KNOXVILLE, Tenn. (WATE) – A Tennessee football player could face several different consequences if convicted of domestic assault.
University of Tennessee officials announced on Monday that sophomore cornerback Bryce Thompson has been suspended indefinitely from the team following his arrest for domestic assault over the weekend.
The football player will most likely face two courts and investigations: criminal and student conduct.
Greg Isaacs, a legal analyst for WATE 6 On Your Side, said defense attorneys often have to factor in that their client could be in separate hearings at the university, possibly facing suspension or expulsion.
He said that wouldn’t be the only hurdle Thompson and the victim could encounter.
Because Thompson is a football player at UT, the public will pay close attention.
“Everyone tries to go out of their way, whether you’re the defense lawyer or prosecution, not to have the client or victim treated differently, but that’s the reality,” Isaacs said.
Isaacs also said that domestic violence cases are tough in general because emotions between the victim and defendant are involved.
Defense attorneys will want to scrutinize the entire incident; the people involved, what was said, if alcohol was part of the equation, etc.
Isaacs said though, that the victim in domestic violence cases play a huge role in how the proceedings evolve.
“One thing they do take into consideration is the pulse of the victim. Does she want to resolve this case? Does she want the defendant to be severely punished,” Isaacs questioned.
Thompson was charged with a misdemeanor count of domestic abuse.
Isaacs said that the charges could’ve escalated quickly if Thompson made physical contact with the victim.
Because it’s a misdemeanor, Isaacs said the penalties are much less severe than a felony.
He said similar cases typically result in probation, anger management or a fine.

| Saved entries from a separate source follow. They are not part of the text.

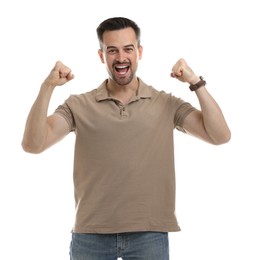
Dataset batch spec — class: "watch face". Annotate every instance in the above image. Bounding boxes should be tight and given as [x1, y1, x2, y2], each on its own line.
[189, 77, 206, 91]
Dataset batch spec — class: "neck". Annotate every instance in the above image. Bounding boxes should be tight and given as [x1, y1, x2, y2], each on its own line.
[107, 78, 139, 105]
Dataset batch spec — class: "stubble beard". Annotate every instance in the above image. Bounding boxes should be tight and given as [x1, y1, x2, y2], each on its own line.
[112, 70, 135, 86]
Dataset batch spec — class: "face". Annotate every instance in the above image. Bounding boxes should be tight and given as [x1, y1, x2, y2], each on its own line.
[98, 27, 143, 86]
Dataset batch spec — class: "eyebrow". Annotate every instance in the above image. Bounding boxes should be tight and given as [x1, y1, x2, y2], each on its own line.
[106, 44, 135, 50]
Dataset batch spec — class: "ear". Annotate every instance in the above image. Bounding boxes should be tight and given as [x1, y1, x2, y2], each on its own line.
[138, 45, 143, 60]
[98, 49, 105, 64]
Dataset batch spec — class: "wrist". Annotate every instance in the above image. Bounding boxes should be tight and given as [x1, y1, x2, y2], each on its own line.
[41, 80, 57, 90]
[189, 75, 200, 85]
[189, 76, 206, 91]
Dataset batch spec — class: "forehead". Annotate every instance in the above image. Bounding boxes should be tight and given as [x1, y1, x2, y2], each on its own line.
[102, 27, 138, 48]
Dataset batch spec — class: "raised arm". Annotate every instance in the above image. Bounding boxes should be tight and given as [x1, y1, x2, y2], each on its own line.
[171, 58, 231, 145]
[21, 61, 74, 154]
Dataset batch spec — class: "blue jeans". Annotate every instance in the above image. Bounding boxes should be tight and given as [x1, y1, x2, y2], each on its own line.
[70, 232, 169, 260]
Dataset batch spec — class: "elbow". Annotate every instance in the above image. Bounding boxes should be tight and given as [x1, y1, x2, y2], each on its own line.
[212, 129, 231, 145]
[224, 129, 231, 143]
[21, 140, 44, 154]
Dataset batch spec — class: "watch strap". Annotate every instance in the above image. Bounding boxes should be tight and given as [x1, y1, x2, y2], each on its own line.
[189, 76, 206, 91]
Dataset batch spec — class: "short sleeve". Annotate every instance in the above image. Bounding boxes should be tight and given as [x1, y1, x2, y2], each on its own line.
[55, 102, 76, 132]
[174, 102, 197, 133]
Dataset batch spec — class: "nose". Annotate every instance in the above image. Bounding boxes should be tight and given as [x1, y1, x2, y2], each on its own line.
[116, 50, 127, 62]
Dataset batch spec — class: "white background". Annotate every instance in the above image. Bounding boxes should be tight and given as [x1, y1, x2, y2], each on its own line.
[1, 0, 253, 259]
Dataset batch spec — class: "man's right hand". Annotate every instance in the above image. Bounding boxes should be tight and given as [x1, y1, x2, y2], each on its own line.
[44, 61, 74, 87]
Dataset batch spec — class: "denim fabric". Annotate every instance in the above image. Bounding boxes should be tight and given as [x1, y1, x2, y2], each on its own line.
[70, 231, 169, 260]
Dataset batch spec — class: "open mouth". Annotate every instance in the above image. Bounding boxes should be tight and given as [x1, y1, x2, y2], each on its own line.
[114, 65, 130, 75]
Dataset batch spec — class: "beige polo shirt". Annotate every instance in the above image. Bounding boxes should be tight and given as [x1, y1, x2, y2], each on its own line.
[55, 78, 196, 234]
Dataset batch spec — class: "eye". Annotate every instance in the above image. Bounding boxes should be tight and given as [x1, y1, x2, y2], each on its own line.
[107, 49, 118, 54]
[124, 47, 134, 53]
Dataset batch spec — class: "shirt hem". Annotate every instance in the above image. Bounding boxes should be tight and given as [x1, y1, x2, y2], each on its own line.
[71, 225, 181, 234]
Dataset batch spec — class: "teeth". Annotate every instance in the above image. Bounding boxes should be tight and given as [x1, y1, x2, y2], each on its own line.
[116, 65, 128, 69]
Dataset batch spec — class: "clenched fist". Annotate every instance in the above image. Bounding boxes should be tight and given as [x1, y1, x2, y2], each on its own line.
[171, 58, 200, 85]
[44, 61, 74, 87]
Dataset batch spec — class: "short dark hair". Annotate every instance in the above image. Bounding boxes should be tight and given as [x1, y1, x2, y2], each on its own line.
[96, 17, 141, 49]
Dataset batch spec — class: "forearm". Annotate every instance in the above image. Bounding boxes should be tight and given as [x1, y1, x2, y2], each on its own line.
[22, 83, 55, 153]
[195, 86, 231, 144]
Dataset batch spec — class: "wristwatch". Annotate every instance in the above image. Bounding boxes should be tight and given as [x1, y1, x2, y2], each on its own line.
[189, 76, 206, 91]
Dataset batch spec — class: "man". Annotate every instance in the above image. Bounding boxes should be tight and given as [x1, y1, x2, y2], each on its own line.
[22, 17, 231, 260]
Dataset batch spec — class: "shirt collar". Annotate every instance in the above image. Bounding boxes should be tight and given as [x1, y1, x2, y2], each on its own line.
[95, 77, 152, 102]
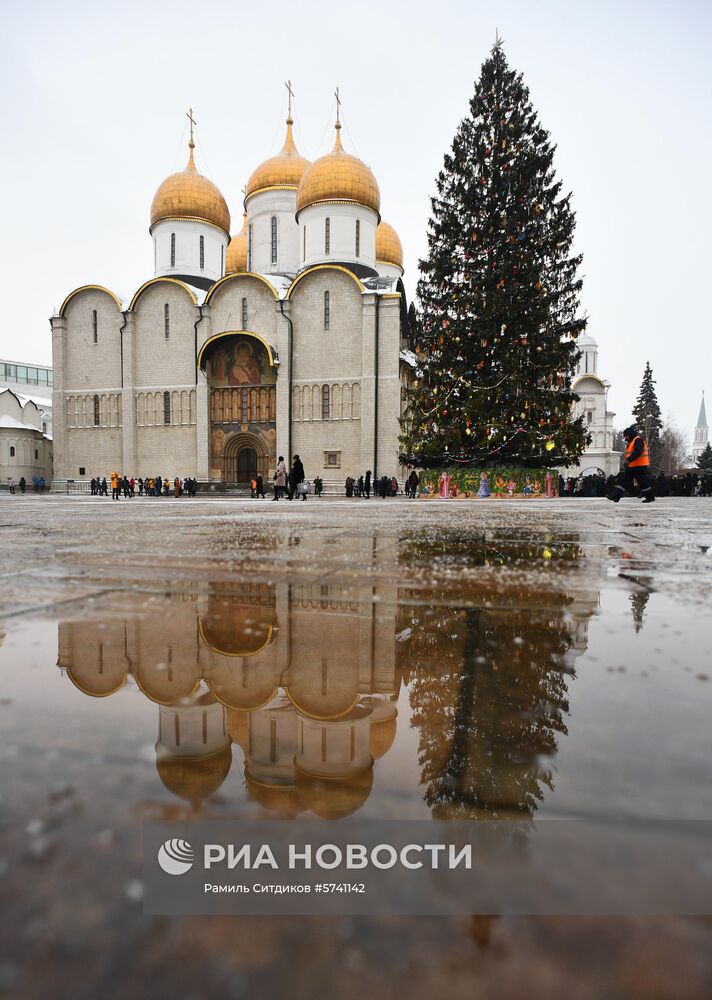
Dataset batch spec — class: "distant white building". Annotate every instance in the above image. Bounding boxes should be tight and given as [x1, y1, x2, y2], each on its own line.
[691, 393, 708, 464]
[0, 388, 53, 486]
[561, 333, 620, 478]
[0, 359, 53, 438]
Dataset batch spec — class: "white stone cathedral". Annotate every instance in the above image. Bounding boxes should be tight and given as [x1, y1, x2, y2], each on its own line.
[561, 332, 620, 477]
[51, 103, 411, 489]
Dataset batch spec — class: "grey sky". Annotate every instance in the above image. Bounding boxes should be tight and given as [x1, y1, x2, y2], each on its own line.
[1, 0, 710, 438]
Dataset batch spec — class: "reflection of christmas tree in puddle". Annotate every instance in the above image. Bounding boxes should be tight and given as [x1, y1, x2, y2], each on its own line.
[57, 579, 401, 818]
[398, 534, 598, 820]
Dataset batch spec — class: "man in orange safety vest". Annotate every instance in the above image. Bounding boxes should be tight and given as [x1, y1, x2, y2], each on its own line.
[607, 426, 656, 503]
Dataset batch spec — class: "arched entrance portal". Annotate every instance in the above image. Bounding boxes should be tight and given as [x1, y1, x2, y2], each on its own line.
[222, 433, 269, 485]
[201, 332, 278, 484]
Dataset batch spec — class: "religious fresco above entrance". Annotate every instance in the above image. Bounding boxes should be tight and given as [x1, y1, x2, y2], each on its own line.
[205, 335, 277, 483]
[207, 336, 277, 388]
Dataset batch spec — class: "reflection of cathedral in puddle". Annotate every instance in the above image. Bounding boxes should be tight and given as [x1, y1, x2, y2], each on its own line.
[57, 581, 400, 817]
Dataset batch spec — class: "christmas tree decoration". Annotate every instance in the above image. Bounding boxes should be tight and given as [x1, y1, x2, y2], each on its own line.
[400, 39, 587, 469]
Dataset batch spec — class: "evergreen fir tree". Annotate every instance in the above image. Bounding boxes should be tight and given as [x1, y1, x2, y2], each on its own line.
[696, 442, 712, 470]
[401, 39, 588, 469]
[406, 301, 419, 348]
[632, 362, 663, 459]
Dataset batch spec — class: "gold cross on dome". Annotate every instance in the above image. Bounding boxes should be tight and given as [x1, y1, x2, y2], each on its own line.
[334, 86, 341, 125]
[286, 80, 294, 119]
[186, 107, 197, 144]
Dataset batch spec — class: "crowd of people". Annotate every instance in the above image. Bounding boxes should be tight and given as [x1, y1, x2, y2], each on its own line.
[559, 469, 712, 498]
[89, 475, 199, 498]
[4, 476, 46, 494]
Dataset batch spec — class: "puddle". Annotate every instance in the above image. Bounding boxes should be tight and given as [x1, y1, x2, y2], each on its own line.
[1, 516, 712, 996]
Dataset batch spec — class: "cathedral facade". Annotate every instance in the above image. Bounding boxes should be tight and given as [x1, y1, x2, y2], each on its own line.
[51, 108, 411, 489]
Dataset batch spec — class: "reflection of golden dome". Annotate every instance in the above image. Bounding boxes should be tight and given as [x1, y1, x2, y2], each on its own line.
[370, 714, 398, 759]
[150, 141, 230, 235]
[296, 123, 380, 217]
[295, 764, 373, 820]
[156, 744, 233, 806]
[246, 776, 304, 818]
[225, 212, 248, 274]
[376, 221, 403, 268]
[246, 118, 311, 201]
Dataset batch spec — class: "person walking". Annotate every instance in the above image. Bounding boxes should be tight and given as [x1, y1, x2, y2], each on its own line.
[364, 470, 371, 499]
[290, 455, 307, 500]
[8, 477, 15, 494]
[19, 476, 26, 494]
[608, 425, 656, 504]
[255, 474, 266, 498]
[111, 471, 120, 500]
[407, 470, 420, 499]
[273, 456, 287, 500]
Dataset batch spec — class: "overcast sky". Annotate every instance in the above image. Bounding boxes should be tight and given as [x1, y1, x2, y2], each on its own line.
[1, 0, 710, 437]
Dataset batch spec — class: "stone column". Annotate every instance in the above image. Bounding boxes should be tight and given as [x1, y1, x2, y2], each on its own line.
[360, 294, 377, 476]
[121, 312, 136, 474]
[196, 305, 212, 481]
[50, 315, 67, 482]
[275, 298, 291, 471]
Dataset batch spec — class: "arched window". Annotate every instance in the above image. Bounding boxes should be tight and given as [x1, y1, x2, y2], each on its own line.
[199, 235, 205, 270]
[325, 218, 330, 255]
[170, 233, 176, 268]
[271, 216, 278, 264]
[42, 422, 47, 434]
[248, 224, 253, 270]
[93, 394, 100, 427]
[241, 297, 248, 329]
[324, 291, 330, 330]
[92, 310, 98, 344]
[163, 390, 171, 425]
[322, 384, 330, 420]
[164, 303, 170, 339]
[355, 219, 360, 257]
[9, 446, 15, 457]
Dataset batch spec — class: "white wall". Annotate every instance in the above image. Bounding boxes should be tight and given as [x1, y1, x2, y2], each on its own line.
[246, 189, 300, 275]
[298, 203, 377, 272]
[153, 218, 228, 285]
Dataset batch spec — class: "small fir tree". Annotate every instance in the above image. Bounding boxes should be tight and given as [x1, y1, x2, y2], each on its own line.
[632, 362, 663, 459]
[696, 442, 712, 471]
[401, 39, 588, 468]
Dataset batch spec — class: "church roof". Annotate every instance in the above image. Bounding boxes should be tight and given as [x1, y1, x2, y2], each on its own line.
[296, 121, 380, 218]
[245, 117, 311, 202]
[150, 139, 230, 235]
[696, 392, 707, 428]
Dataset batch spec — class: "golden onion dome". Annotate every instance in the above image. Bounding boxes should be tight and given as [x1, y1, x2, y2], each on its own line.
[150, 140, 231, 235]
[376, 221, 404, 269]
[296, 122, 380, 217]
[156, 744, 233, 806]
[225, 212, 248, 273]
[246, 118, 311, 202]
[295, 764, 374, 820]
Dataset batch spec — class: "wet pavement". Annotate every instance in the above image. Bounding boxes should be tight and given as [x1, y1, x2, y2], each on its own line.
[1, 494, 711, 998]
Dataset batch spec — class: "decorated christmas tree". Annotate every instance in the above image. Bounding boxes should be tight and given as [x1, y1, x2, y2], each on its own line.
[696, 442, 712, 471]
[632, 361, 663, 460]
[401, 39, 588, 468]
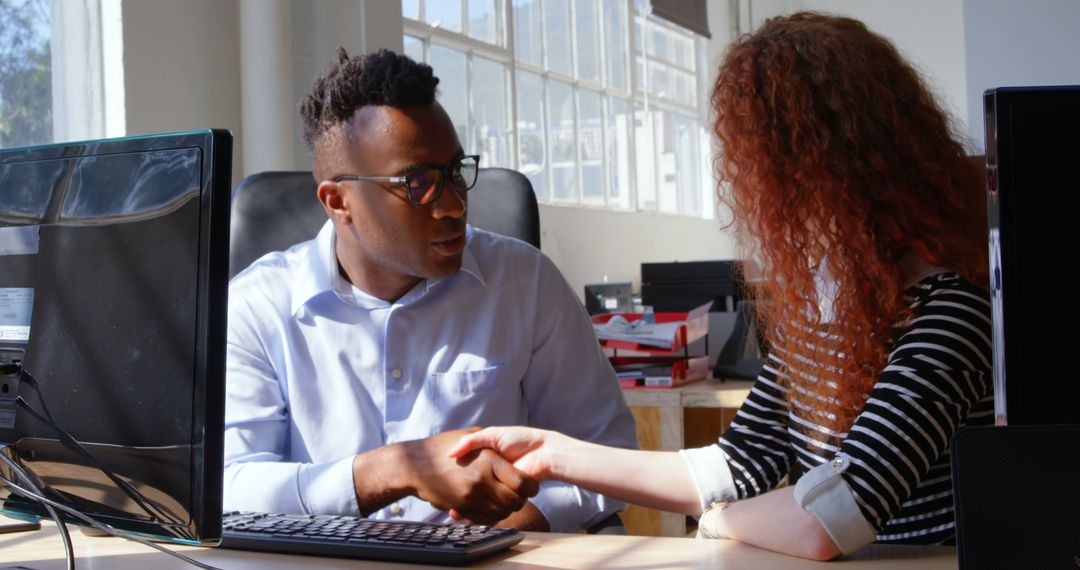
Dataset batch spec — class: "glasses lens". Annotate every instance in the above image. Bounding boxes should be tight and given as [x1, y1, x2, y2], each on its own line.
[406, 169, 441, 204]
[454, 156, 479, 192]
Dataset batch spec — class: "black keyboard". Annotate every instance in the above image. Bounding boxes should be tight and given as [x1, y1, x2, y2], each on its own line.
[219, 511, 524, 565]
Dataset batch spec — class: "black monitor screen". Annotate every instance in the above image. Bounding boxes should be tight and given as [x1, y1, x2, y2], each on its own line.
[0, 130, 231, 543]
[985, 86, 1080, 426]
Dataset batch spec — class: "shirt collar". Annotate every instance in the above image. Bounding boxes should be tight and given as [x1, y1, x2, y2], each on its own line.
[291, 221, 486, 315]
[290, 220, 336, 315]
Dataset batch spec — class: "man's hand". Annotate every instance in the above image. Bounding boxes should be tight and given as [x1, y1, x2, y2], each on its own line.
[400, 428, 539, 524]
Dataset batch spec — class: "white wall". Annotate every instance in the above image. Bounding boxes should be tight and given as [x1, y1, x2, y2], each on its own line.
[963, 0, 1080, 153]
[740, 0, 970, 145]
[540, 205, 735, 302]
[120, 0, 403, 189]
[121, 0, 244, 184]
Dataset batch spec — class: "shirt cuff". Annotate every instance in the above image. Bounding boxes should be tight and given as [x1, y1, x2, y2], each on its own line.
[793, 452, 878, 555]
[298, 455, 361, 516]
[223, 461, 306, 514]
[530, 480, 626, 533]
[679, 445, 737, 516]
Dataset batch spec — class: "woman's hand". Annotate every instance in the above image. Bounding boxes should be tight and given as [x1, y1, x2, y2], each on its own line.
[447, 426, 566, 481]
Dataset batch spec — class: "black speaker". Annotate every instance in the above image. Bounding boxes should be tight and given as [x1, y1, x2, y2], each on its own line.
[951, 424, 1080, 569]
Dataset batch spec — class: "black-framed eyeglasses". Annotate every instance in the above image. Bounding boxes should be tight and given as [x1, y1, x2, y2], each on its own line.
[333, 155, 480, 206]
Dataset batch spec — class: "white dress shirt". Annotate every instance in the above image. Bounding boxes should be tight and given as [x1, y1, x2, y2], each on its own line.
[223, 221, 637, 532]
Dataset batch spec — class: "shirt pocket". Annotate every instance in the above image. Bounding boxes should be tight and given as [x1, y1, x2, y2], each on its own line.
[431, 365, 504, 396]
[427, 365, 520, 431]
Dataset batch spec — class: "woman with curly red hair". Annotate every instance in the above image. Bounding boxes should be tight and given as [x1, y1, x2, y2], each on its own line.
[450, 12, 992, 560]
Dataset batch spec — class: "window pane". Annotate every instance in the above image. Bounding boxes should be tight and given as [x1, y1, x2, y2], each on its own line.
[605, 97, 632, 209]
[0, 0, 53, 148]
[426, 0, 462, 32]
[429, 45, 469, 147]
[675, 70, 694, 107]
[548, 80, 576, 202]
[467, 0, 497, 44]
[653, 110, 700, 214]
[650, 61, 670, 99]
[403, 34, 424, 62]
[472, 56, 508, 168]
[655, 110, 677, 213]
[515, 70, 546, 200]
[673, 34, 693, 69]
[671, 113, 702, 215]
[602, 0, 628, 91]
[578, 89, 603, 202]
[633, 16, 644, 53]
[635, 57, 645, 92]
[574, 0, 601, 83]
[402, 0, 419, 20]
[545, 0, 572, 76]
[648, 23, 668, 62]
[512, 0, 542, 67]
[635, 102, 656, 210]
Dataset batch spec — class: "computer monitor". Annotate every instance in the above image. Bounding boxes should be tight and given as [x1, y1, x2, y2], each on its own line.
[984, 86, 1080, 426]
[640, 260, 742, 313]
[0, 130, 231, 544]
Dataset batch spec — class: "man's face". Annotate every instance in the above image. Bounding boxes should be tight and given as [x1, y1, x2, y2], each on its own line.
[327, 102, 468, 292]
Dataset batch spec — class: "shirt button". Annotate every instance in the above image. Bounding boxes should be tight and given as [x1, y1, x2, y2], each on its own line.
[831, 457, 845, 469]
[389, 503, 402, 515]
[391, 368, 402, 379]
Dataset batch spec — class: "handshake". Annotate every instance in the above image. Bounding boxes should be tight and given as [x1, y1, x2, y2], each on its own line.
[366, 426, 565, 528]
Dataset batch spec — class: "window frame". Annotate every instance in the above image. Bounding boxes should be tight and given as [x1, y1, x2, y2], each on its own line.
[403, 0, 709, 218]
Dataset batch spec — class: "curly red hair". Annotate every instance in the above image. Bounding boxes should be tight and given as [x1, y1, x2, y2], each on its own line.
[712, 13, 988, 433]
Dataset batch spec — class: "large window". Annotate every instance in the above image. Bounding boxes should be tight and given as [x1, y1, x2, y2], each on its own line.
[0, 0, 123, 149]
[0, 0, 52, 148]
[402, 0, 709, 217]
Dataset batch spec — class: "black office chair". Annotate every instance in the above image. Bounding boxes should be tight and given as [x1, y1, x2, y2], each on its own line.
[229, 167, 541, 278]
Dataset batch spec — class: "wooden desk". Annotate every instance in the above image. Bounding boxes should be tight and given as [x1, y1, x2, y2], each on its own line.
[620, 379, 754, 537]
[0, 522, 957, 569]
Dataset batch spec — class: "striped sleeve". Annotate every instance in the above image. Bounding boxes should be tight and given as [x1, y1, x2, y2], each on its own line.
[716, 352, 796, 498]
[837, 281, 993, 532]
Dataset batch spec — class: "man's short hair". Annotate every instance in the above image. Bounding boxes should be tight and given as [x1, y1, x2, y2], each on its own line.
[298, 48, 440, 151]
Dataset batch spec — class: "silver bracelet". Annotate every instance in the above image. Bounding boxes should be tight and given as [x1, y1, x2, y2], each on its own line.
[697, 500, 732, 539]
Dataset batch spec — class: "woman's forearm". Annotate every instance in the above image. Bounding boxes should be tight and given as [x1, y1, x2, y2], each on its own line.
[717, 486, 841, 561]
[551, 439, 703, 516]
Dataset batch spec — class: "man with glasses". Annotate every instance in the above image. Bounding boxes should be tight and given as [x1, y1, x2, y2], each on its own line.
[223, 49, 636, 532]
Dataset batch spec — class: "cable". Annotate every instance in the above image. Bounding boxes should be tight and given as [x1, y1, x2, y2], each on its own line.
[18, 370, 187, 532]
[0, 453, 221, 570]
[13, 396, 188, 532]
[1, 446, 75, 570]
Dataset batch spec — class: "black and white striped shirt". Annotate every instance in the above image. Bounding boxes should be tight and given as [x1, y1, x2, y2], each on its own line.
[682, 272, 993, 548]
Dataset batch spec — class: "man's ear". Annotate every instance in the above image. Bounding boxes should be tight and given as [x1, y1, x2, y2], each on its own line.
[317, 180, 351, 224]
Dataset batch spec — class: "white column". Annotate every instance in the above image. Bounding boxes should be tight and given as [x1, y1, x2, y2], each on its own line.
[51, 0, 104, 142]
[240, 0, 295, 175]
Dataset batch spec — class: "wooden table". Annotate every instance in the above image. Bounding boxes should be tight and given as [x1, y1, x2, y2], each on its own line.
[0, 521, 958, 569]
[619, 379, 754, 537]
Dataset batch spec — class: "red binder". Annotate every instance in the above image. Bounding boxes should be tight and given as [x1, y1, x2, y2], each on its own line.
[591, 302, 711, 388]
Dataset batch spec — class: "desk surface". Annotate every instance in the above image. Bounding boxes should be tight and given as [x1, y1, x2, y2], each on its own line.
[1, 522, 957, 569]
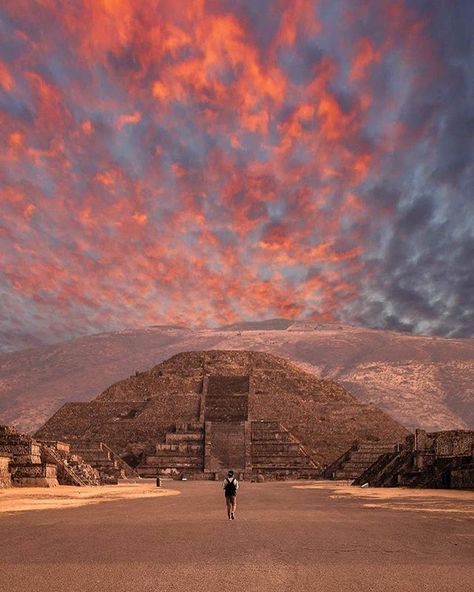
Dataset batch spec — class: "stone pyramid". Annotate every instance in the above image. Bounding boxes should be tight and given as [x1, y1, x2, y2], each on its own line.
[35, 350, 409, 477]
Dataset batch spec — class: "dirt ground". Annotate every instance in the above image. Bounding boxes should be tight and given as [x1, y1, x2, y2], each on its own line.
[1, 480, 473, 592]
[0, 481, 178, 513]
[294, 481, 474, 518]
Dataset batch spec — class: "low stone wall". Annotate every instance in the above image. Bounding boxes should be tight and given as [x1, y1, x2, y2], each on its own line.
[433, 431, 474, 457]
[0, 427, 42, 464]
[450, 467, 474, 490]
[10, 462, 58, 487]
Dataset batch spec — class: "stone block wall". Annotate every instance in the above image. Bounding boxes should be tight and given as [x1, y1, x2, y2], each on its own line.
[451, 468, 474, 489]
[251, 421, 320, 478]
[0, 453, 12, 488]
[433, 431, 474, 457]
[352, 429, 474, 489]
[10, 462, 58, 487]
[0, 426, 42, 464]
[137, 423, 204, 477]
[35, 395, 201, 458]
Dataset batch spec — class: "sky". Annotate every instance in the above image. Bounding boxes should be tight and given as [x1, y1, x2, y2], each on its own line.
[0, 0, 473, 352]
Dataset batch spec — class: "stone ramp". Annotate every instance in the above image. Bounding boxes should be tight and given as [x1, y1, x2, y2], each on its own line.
[205, 422, 247, 472]
[353, 450, 412, 487]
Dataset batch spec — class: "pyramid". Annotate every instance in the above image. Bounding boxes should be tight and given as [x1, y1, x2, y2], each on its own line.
[35, 351, 409, 478]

The university releasing a statement on the incident Monday:
The safety of our students and campus community is our first priority. We have staff and procedures through the Office of Student Conduct and Community Standards dedicated to investigating incidents, and making sure students and campus community members are protected. We are following that protocol. Federal law prohibits us from commenting on the conduct of any individual student.Tyra Haag, Director of News & Information in the Office of Communications, University of Tennessee , Knoxville
According to the University’s student code of conduct, Thompson could face an investigation by his peers.
The investigation would work similarly to a criminal investigation, and members of the student conduct board, which may include students, staff and faculty.
Due to the fact that Thompson’s charge was domestic assault, the Title IX office could lead the process.
Thompson could face separate penalties through the university, ranging from academic probation to expulsion.
Thompson has not been convicted, and remains innocent until proven guilty.